Kerstin Chavent, professeur de langues, explique que les 1500 nouveaux mots mentionnés plus haut depuis Corona ne sont pas des expressions vides de sens, mais des vecteurs de messages au contenu lourd. D’un seul coup, ces termes se sont retrouvés sur toutes les lèvres. À une vitesse fulgurante, même les plus âgés ont compris ce que signifie Lockdown, AHA, Incidence ou 2G. C’est comme si nous avions appris un nouveau langage en très peu de temps. Depuis Victor Klemperer, nous savons que les petites unités d’information ne sont pas sagement assises dans un coin en attendant d’être rappelées un jour ou l’autre. Les mèmes façonnent nos pensées et nos idées. C’est seulement depuis qu’ils existent que nous pouvons nous les représenter, des termes comme hotspot, certificat d’immunité, scénario d’assouplissement, semestre en ligne, application de suivi des contacts. Et, pour ceux qui critiquent les mesures Corona, l’Institut Leibnitz pour la langue allemande a enregistré quatre expressions : Récit de conspiration, croyant de conspiration, conte de conspiration, mythe de conspiration. Ceci pourquoi un mot existe. D’abord, dans nos têtes, puis dans notre réalité. Voici encore quelques exemples de néologismes : Stratégie des hotspots, plan de vol de retour, vitre anti-postillons, boosters, shutdown, interdiction d’hébergement, mesure de confinement. Étonnant ce que l’homme peut inventer !

Puisque nous en sommes à la linguistique, il n’est pas inintéressant de constater que différents termes de base ont reçu une autre définition au fil du temps. C’est le cas du terme pandémie qui signale chez la majorité des personnes une maladie contagieuse entraînant de nombreux décès. Mais, en 2009, peu avant l’apparition de la grippe porcine, la définition officielle du terme pandémie a été allégée par l’Organisation mondiale de la Santé (OMS), si bien que les nombreux malades et morts ont disparu de la définition. Ainsi, tous les agents pathogènes qui se propagent dans le monde peuvent constituer une pandémie, qu’il y ait ou non beaucoup de malades et de morts.

Autre chose semblable s’est produite avec le terme de vaccination.

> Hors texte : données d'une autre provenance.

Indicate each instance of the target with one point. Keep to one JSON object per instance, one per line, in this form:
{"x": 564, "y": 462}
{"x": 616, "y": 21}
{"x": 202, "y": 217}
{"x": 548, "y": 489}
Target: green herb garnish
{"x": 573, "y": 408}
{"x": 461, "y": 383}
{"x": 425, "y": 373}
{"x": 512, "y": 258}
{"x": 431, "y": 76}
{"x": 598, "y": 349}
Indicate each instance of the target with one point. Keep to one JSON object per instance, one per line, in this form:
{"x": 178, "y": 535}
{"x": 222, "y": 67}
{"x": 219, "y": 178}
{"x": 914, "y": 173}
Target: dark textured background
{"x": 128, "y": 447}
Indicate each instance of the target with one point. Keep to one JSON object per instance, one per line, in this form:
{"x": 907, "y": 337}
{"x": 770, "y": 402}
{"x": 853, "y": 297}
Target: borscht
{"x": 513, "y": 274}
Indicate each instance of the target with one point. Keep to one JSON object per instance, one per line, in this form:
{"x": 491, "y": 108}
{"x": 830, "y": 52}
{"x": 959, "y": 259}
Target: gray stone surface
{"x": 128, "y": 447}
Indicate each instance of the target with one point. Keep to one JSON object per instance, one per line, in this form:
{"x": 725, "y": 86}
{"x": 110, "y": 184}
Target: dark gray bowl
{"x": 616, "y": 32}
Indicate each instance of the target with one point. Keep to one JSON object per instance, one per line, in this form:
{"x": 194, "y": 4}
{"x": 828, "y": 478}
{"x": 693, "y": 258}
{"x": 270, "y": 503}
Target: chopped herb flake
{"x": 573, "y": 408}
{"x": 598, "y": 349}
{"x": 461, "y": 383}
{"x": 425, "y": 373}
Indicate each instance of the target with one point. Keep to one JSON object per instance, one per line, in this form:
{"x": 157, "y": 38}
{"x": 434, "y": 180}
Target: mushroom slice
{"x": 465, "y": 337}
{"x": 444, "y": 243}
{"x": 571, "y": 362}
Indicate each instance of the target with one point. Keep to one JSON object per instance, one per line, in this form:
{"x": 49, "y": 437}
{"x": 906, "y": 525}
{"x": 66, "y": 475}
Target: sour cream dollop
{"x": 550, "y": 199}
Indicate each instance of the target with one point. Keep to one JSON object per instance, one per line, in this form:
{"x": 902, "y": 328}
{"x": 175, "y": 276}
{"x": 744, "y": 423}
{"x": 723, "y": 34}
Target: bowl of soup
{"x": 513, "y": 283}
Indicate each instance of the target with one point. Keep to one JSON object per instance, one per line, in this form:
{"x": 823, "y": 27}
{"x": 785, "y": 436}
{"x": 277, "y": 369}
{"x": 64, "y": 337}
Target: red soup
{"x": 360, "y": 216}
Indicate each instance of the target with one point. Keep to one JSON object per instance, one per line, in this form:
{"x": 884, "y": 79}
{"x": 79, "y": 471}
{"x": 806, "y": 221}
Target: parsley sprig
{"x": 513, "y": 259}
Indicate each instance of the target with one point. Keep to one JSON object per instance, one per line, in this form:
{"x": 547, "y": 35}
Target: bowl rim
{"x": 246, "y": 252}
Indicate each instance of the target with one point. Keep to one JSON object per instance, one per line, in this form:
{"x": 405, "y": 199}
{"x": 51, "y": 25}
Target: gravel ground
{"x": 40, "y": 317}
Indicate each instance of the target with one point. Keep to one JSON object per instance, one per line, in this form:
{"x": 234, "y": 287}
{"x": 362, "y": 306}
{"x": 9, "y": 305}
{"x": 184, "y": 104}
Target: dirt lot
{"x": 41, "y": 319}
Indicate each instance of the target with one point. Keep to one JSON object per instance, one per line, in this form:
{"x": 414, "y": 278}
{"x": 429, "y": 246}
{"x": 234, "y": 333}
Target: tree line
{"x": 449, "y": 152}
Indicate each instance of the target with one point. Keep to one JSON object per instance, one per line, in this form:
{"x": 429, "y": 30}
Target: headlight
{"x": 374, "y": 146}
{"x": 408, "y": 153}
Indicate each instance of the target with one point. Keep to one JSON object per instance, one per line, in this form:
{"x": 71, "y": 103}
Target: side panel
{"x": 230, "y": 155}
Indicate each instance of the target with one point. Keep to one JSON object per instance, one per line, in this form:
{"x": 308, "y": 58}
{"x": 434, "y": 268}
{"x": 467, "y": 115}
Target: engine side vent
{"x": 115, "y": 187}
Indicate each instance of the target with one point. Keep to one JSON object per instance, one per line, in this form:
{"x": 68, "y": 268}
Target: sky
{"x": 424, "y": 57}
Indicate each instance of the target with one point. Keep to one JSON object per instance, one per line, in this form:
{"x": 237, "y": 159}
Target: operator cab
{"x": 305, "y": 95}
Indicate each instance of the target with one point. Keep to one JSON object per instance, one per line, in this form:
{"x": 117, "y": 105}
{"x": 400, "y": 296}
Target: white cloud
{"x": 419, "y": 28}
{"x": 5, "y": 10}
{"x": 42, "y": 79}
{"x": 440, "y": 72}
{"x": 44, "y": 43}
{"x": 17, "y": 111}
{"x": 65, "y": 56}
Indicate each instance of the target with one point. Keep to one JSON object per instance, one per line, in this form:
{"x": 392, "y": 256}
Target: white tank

Seulement depuis 2020, dans le cadre de Corona, les injections de technique génétique actuelles peuvent être appelées vaccinations. Ce terme ancien de vaccination est associé par les gens aux vaccinations traditionnelles, sans tenir compte de la nouveauté. Et, il serait également prévu de redéfinir le concept d’immunité, au sens de reconnaître comme immunisés seulement les vaccinés. L’immunité naturelle, que l’on peut acquérir depuis toujours en surmontant une maladie, ne serait plus reconnue.

Le sens des mots et des définitions peuvent changer la vie des personnes. C’est pourquoi il vaut toujours la peine d’être suffisamment sceptique face à d’éventuelles interventions dans l’existant. D’ailleurs, sceptique vient du grec « skeptomai », qui signifie penser. Et, nous ne devrions en aucun cas nous laisser interdire de penser. Ce qui pourrait nous faire remarquer que le terme de règles 3G, 2G ou 1G, très courant dans l’espace germanophone dans l’ère Corona, ne dit rien d’autre que de refuser encore aux citoyens une grande partie de leurs droits fondamentaux. Mais, la règle 2G paraît plus élégante que l’état d’urgence permanent, n’est-ce pas?

L’optimiste ne peut qu’espérer que l’état d’urgence ne se poursuivra pas l’année prochaine.